Description
I ran a crawl of 100k web pages and got:
org.apache.nutch.fs.FSError: java.io.IOException: No space left on device
at org.apache.nutch.fs.LocalFileSystem$LocalNFSFileOutputStream.write(LocalFileSystem.java:149)
at org.apache.nutch.fs.FileUtil.copyContents(FileUtil.java:65)
at org.apache.nutch.fs.LocalFileSystem.renameRaw(LocalFileSystem.java:178)
at org.apache.nutch.fs.NutchFileSystem.rename(NutchFileSystem.java:224)
at org.apache.nutch.mapred.LocalJobRunner$Job.run(LocalJobRunner.java:80)
Caused by: java.io.IOException: No space left on device
at java.io.FileOutputStream.writeBytes(Native Method)
at java.io.FileOutputStream.write(FileOutputStream.java:260)
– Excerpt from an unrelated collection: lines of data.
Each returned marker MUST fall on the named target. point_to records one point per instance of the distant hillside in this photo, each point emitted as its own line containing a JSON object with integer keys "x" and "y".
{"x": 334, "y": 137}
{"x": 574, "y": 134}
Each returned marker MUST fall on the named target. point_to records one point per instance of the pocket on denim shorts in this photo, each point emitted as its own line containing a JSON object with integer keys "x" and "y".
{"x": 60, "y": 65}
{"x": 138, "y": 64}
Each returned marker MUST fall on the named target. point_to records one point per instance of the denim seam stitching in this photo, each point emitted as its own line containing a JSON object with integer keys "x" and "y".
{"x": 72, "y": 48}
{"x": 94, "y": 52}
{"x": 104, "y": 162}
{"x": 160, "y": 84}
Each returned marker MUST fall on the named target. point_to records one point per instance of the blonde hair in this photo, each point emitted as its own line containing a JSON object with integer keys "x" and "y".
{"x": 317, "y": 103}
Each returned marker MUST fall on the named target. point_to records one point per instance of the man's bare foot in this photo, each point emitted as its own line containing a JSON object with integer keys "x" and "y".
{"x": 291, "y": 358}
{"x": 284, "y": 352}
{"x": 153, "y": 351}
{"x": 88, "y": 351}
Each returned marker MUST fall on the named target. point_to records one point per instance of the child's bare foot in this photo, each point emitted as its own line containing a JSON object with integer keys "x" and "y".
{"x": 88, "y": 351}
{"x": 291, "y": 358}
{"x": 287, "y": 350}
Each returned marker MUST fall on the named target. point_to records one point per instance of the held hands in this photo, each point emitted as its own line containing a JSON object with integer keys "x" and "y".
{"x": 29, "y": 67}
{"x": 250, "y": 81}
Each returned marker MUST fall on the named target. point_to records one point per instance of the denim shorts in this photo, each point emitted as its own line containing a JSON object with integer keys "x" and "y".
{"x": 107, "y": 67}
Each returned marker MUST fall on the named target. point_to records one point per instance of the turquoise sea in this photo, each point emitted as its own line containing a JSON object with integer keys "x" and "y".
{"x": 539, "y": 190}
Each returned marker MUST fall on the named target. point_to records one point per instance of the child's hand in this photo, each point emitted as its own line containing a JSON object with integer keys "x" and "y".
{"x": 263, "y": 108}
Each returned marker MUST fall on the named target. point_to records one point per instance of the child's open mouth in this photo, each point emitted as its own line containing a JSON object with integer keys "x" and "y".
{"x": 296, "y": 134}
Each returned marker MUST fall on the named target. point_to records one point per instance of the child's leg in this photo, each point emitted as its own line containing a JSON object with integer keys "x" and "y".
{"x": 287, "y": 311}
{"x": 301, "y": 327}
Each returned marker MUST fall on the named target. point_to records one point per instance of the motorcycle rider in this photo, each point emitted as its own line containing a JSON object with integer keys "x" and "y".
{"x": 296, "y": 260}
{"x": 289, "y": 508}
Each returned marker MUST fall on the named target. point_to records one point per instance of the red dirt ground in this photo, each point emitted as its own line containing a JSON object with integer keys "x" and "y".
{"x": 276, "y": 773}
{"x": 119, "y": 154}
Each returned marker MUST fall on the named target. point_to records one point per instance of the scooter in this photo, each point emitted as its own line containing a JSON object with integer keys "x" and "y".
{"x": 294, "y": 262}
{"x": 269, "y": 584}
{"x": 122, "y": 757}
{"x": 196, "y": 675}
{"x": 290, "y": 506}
at org.apache.nutch.fs.LocalFileSystem$LocalNFSFileOutputStream.write(LocalFileSystem.java:147)
... 4 more
Exception in thread "main" java.io.IOException: Job failed!
at org.apache.nutch.mapred.JobClient.runJob(JobClient.java:308)
at org.apache.nutch.crawl.Fetcher.fetch(Fetcher.java:335)
at org.apache.nutch.crawl.Crawl.main(Crawl.java:107)
byron@db02:/data/nutch$ df -k
It appears crawl created a /tmp/nutch directory that filled up even though i specified a db directory.
Need to add a parameter to the command line or make a globaly configurable /tmp (work area) for the nutch instance so that crawls won't fail.